絨花(じゅうか、ベルベット生地で作った花や鳥などの工芸品)は、唐の時代から、宮廷の貴族女性の頭飾りとして使われ、今では民間でその技術が受け継がれ続けている。江蘇省の無形文化遺産である「絨花製作技術」の代表的な伝承人である趙樹憲さんは、精錬された手先の器用さと技術、豊かな想象力を頼りに、色とりどりで、生き生きとした花を、その手で次々と咲かせている。 人民日報海外版が報じた。

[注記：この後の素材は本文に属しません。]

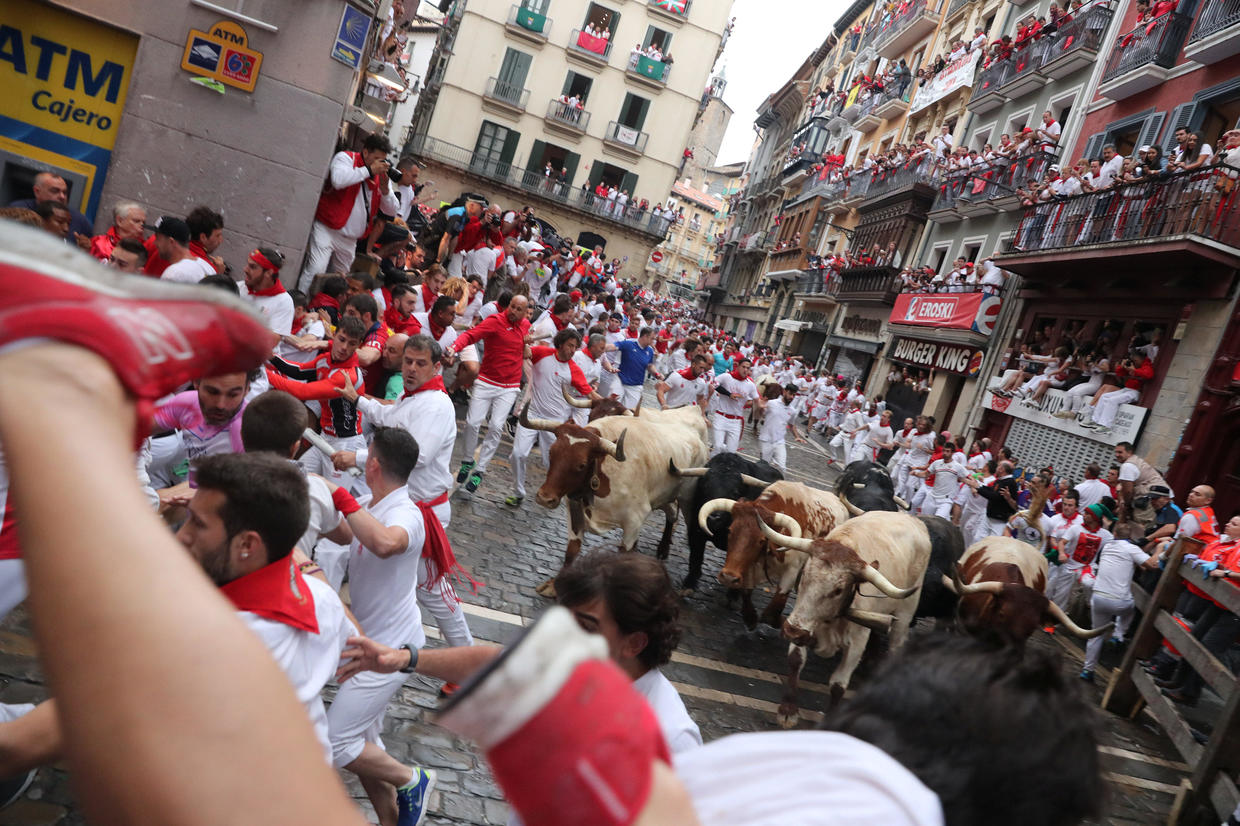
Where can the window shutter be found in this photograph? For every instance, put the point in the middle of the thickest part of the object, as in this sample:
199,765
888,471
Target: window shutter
1181,117
1151,129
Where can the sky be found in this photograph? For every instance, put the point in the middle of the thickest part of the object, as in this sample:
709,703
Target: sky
770,41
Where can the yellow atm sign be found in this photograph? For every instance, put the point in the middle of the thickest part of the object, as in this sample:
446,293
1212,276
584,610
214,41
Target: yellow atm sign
223,55
62,72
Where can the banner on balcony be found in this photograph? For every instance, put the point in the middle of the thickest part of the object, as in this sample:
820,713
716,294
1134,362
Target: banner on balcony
952,310
955,75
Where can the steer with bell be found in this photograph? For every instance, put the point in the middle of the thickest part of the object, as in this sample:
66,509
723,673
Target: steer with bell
863,576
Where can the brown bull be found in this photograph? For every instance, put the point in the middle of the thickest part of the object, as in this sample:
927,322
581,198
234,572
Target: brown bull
750,558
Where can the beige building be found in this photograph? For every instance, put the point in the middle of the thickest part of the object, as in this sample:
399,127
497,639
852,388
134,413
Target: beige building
542,102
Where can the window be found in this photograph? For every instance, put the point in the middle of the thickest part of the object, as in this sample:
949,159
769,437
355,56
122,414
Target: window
577,86
633,112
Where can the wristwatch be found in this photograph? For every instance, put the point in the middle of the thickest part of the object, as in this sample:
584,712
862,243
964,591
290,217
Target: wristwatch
413,659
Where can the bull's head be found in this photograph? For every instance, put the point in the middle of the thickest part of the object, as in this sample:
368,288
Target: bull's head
828,584
598,407
575,460
745,541
1009,610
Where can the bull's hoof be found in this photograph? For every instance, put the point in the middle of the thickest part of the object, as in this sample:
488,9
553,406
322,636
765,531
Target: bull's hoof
788,716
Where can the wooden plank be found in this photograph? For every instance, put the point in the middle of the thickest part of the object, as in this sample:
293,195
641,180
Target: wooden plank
1212,671
1168,717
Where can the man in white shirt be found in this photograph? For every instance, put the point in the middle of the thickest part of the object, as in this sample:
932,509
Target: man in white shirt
779,417
733,390
389,533
357,186
262,285
686,386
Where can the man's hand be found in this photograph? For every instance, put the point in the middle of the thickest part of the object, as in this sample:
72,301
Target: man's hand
349,391
365,654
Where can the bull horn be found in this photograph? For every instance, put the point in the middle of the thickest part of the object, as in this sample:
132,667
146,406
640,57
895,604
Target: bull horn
614,449
536,424
582,403
1063,619
712,507
683,471
852,509
774,537
871,574
873,620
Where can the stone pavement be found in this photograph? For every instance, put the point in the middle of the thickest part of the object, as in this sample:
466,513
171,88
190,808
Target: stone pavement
727,675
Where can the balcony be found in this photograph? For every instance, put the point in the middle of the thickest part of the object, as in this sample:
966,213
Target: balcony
649,72
1214,36
527,25
673,10
919,20
507,98
535,182
867,285
566,117
588,48
1176,233
625,140
1143,57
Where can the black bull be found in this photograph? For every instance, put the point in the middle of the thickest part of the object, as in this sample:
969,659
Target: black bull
721,480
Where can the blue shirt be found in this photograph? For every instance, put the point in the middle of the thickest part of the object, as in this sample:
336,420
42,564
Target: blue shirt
634,360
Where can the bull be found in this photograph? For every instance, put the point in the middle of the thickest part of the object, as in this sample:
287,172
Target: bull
728,475
1001,582
614,473
796,509
888,552
867,486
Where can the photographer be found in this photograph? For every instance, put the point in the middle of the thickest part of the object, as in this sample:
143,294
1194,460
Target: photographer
357,185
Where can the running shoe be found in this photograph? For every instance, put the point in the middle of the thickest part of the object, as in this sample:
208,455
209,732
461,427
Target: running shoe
413,799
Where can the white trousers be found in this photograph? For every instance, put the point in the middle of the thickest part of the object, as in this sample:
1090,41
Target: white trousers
1105,608
330,252
775,453
522,443
492,403
727,434
630,395
356,716
1106,407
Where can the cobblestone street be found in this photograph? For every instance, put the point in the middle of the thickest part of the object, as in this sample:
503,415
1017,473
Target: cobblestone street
727,675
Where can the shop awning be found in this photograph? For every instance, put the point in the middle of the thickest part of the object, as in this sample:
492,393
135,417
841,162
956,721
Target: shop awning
792,325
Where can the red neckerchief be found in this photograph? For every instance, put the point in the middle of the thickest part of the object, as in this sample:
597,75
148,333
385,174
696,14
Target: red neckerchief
275,592
434,383
274,289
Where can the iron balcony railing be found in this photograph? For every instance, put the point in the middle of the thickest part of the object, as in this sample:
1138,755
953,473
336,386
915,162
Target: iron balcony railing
568,114
1157,42
618,133
506,92
537,182
997,180
1215,16
1197,202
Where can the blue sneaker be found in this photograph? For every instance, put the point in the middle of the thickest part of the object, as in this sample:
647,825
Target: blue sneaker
413,800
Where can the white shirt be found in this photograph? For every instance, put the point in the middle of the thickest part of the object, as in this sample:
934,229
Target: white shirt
190,270
430,419
775,421
309,660
683,391
678,728
1091,491
382,590
1116,563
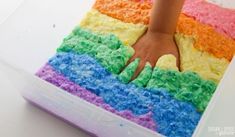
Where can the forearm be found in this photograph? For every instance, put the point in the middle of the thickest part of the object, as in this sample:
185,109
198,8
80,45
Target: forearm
164,16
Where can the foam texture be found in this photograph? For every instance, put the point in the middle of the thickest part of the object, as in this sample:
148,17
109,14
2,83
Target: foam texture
173,117
90,63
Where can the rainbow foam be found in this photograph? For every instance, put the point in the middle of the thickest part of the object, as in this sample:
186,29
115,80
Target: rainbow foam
169,100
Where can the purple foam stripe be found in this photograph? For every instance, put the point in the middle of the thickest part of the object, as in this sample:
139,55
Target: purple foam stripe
50,75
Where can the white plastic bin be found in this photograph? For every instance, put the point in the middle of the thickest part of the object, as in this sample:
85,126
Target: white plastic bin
29,38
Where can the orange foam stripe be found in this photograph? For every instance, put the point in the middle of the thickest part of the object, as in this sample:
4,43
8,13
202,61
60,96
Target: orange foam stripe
132,11
207,39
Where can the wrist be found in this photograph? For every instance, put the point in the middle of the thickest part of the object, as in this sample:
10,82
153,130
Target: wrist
161,35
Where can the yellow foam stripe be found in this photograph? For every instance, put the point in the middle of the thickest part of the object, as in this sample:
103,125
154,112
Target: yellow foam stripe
203,63
128,33
167,62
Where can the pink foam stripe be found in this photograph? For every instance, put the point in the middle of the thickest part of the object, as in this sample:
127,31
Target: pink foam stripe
222,19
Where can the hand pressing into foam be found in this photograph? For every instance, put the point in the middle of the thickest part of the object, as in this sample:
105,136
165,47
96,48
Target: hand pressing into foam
159,39
151,46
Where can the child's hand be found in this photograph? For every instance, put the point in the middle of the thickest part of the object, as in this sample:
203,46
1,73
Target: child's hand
159,39
151,46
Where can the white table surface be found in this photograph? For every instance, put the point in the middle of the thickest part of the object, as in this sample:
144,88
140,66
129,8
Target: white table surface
17,117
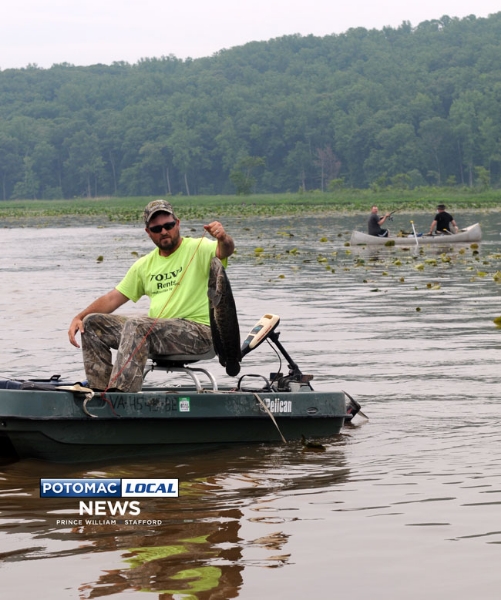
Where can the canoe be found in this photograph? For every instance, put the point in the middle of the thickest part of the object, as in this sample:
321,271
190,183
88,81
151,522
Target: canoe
58,422
473,233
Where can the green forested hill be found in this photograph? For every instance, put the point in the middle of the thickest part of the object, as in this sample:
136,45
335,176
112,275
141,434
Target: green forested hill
403,107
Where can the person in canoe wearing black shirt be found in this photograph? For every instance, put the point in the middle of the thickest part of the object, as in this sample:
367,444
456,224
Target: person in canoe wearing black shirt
375,222
443,222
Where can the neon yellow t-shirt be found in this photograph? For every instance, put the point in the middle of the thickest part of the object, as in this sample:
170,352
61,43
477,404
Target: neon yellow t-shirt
177,287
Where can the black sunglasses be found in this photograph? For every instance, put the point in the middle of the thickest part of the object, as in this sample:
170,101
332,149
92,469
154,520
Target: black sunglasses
166,226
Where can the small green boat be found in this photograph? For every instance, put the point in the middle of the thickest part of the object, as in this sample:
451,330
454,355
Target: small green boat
58,422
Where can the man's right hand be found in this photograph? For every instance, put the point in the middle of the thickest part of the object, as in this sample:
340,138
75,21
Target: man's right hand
75,326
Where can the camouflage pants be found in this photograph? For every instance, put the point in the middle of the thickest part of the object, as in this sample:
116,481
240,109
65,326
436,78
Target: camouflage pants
126,335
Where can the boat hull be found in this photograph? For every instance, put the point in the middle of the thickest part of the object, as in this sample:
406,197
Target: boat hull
56,426
473,233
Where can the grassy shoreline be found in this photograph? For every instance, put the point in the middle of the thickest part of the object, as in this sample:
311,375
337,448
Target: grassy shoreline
345,201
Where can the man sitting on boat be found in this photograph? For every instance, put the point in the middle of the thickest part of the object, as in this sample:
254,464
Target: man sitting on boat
443,223
175,277
375,222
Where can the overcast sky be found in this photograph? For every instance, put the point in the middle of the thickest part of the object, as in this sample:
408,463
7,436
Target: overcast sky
85,32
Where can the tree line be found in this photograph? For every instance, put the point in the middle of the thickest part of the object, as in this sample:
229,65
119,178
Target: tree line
401,107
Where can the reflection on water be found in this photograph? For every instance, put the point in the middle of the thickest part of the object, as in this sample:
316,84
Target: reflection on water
409,498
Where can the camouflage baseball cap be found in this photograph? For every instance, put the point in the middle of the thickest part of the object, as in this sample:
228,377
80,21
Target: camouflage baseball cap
157,206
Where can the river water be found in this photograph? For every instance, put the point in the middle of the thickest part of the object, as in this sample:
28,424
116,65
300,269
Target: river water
406,504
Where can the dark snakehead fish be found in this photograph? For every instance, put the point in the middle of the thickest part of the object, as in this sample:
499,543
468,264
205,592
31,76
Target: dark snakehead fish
223,319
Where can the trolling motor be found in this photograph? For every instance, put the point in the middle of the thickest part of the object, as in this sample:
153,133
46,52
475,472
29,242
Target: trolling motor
263,330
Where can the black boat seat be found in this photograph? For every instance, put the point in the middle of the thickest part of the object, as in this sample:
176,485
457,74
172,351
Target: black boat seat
180,363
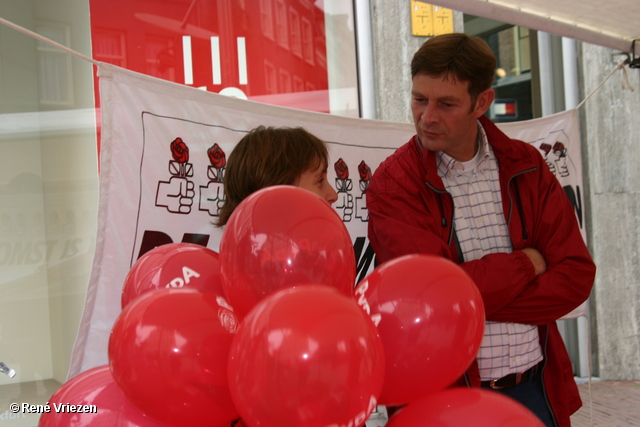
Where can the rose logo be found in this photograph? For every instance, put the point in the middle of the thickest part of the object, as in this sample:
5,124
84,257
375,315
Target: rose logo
179,151
228,320
558,149
365,171
546,148
217,157
341,168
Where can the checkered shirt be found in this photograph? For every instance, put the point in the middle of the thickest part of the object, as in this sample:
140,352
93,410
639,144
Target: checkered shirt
481,229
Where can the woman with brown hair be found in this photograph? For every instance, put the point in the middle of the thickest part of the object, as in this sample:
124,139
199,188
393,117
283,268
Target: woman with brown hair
269,156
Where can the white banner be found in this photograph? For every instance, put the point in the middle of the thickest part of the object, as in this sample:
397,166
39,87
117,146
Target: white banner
151,195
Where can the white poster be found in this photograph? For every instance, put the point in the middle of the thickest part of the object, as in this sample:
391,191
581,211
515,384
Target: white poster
164,147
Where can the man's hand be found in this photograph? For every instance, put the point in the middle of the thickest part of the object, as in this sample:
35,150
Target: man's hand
536,258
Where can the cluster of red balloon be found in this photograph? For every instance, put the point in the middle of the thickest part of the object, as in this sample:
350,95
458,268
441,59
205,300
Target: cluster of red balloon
430,318
266,331
271,331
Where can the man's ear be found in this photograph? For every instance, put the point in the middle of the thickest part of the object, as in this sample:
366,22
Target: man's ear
483,102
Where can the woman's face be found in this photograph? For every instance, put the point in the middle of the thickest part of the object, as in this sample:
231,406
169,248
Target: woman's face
316,182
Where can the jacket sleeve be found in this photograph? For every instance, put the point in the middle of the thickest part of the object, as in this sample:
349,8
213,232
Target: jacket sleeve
570,272
402,223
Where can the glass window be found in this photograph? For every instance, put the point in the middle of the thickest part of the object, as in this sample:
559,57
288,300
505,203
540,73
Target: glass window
48,135
511,45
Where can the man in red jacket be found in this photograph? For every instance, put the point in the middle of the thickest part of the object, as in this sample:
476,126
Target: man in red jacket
463,190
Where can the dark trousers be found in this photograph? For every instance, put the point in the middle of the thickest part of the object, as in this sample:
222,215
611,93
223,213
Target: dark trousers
531,394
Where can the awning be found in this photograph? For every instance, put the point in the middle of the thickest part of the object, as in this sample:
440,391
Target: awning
613,23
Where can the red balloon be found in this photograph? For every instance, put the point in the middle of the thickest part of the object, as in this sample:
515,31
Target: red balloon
279,237
93,387
462,407
168,352
306,356
430,317
173,265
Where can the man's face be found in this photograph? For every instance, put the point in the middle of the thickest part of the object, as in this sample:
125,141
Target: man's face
444,117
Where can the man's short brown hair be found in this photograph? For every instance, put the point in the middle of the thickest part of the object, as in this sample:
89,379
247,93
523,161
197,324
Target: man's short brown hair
459,57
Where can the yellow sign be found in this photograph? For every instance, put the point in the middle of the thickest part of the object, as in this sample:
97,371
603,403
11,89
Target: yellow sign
428,20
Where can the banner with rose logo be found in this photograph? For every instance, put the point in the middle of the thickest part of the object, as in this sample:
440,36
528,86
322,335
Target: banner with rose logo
163,156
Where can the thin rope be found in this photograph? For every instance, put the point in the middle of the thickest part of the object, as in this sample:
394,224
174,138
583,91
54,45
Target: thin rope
46,40
620,66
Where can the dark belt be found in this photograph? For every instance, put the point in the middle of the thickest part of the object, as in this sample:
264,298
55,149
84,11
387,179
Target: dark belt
512,379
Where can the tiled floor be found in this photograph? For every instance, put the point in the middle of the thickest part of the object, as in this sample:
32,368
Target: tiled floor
610,403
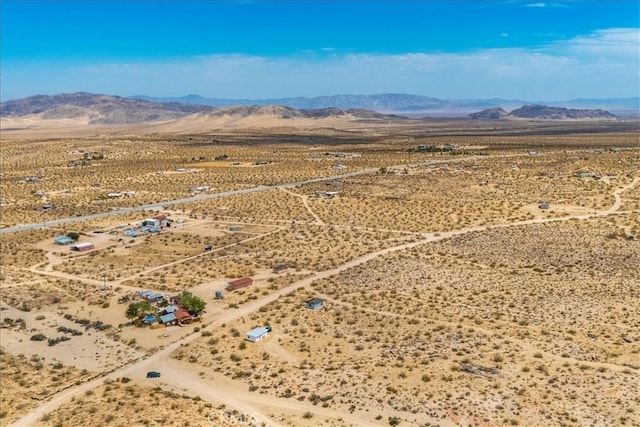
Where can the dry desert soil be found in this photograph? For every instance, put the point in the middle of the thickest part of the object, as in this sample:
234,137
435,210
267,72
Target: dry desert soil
489,279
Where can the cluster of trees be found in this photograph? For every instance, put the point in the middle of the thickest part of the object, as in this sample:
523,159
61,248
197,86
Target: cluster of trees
192,303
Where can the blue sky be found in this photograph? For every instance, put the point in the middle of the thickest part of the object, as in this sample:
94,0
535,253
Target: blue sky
531,50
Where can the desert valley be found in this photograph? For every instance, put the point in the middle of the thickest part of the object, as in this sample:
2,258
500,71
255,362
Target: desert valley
327,267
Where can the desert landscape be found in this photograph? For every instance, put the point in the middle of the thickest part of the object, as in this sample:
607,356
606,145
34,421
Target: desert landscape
418,272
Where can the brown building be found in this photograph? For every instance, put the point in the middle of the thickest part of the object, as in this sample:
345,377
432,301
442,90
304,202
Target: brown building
280,268
239,283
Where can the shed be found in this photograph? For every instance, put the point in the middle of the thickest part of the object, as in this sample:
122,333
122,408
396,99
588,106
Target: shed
130,232
239,283
154,297
280,268
183,316
85,246
168,319
171,309
145,294
62,240
151,222
257,334
314,303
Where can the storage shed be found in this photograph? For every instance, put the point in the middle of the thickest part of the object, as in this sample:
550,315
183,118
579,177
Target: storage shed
257,334
80,247
239,283
62,240
280,268
314,303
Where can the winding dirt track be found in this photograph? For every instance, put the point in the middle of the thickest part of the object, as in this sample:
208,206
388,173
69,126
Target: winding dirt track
245,401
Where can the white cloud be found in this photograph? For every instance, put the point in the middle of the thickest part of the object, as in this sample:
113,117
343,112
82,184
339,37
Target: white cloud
602,64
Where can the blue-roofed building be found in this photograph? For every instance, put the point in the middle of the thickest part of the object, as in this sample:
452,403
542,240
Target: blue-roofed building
171,309
145,294
168,319
257,334
63,240
130,232
314,303
154,297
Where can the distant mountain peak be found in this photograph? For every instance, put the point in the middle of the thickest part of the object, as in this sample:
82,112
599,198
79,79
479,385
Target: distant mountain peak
543,112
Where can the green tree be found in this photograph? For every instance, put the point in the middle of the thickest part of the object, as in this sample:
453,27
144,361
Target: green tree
137,309
193,304
73,235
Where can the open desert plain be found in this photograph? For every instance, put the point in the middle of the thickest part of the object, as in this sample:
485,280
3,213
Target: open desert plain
413,272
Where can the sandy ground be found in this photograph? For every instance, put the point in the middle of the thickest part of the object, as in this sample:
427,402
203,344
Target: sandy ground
490,303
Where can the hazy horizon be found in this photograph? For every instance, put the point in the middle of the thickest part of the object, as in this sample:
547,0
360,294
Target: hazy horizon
273,49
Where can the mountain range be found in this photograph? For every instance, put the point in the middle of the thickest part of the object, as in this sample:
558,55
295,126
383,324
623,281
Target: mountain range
105,109
413,105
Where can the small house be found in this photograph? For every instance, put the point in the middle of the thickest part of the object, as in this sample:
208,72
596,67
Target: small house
63,240
145,294
257,334
151,222
81,247
168,319
171,309
280,268
130,232
314,303
155,297
239,283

趙さんは、清の時代に皇室で使われていた頭飾りの図を見て、その形や色を参考にしながら、新たなアイデアなどもそこに組み入れて絨花を創作している。ドラマ「延禧攻略(Story of Yanxi Palace)」などが大ヒットし、中国国内外で「絨花」が人気となり、趙さんとその絨花もネット上で大きな話題になっている。
趙さんは、「現在、南京絨花は大人気となっており、中国の漢服を着るのが好きな若者数百万人に好まれているほか、デンマークやオランダのデザイナーも見学にやって来ている。さらに、提携の機会を求めてやって来る国際ブランドもある」と話す。国際的な有名ブランドと提携し、そのブランドのラッピング、ショーウインドーの陳列などを手掛けるたびに、大きな相乗効果を生み出しており、中国人はその伝統手工芸を誇りに感じるようになっている。
そんな趙さんは最近、自ら手掛けた南京絨花で作った掛額を、新型コロナウイルスとの闘いの第一線に立った「英雄」である、湖北省を支援した江蘇省医療チームにプレゼントした。「梅の花は、南京の市花で、困難をものともせず、勇敢に強い意思で立ち向かうという思いがそこに込められている。新型コロナウイルスとの闘いの第一線で、病魔と闘ってきた医療従事者にぴったりだ」と趙さん。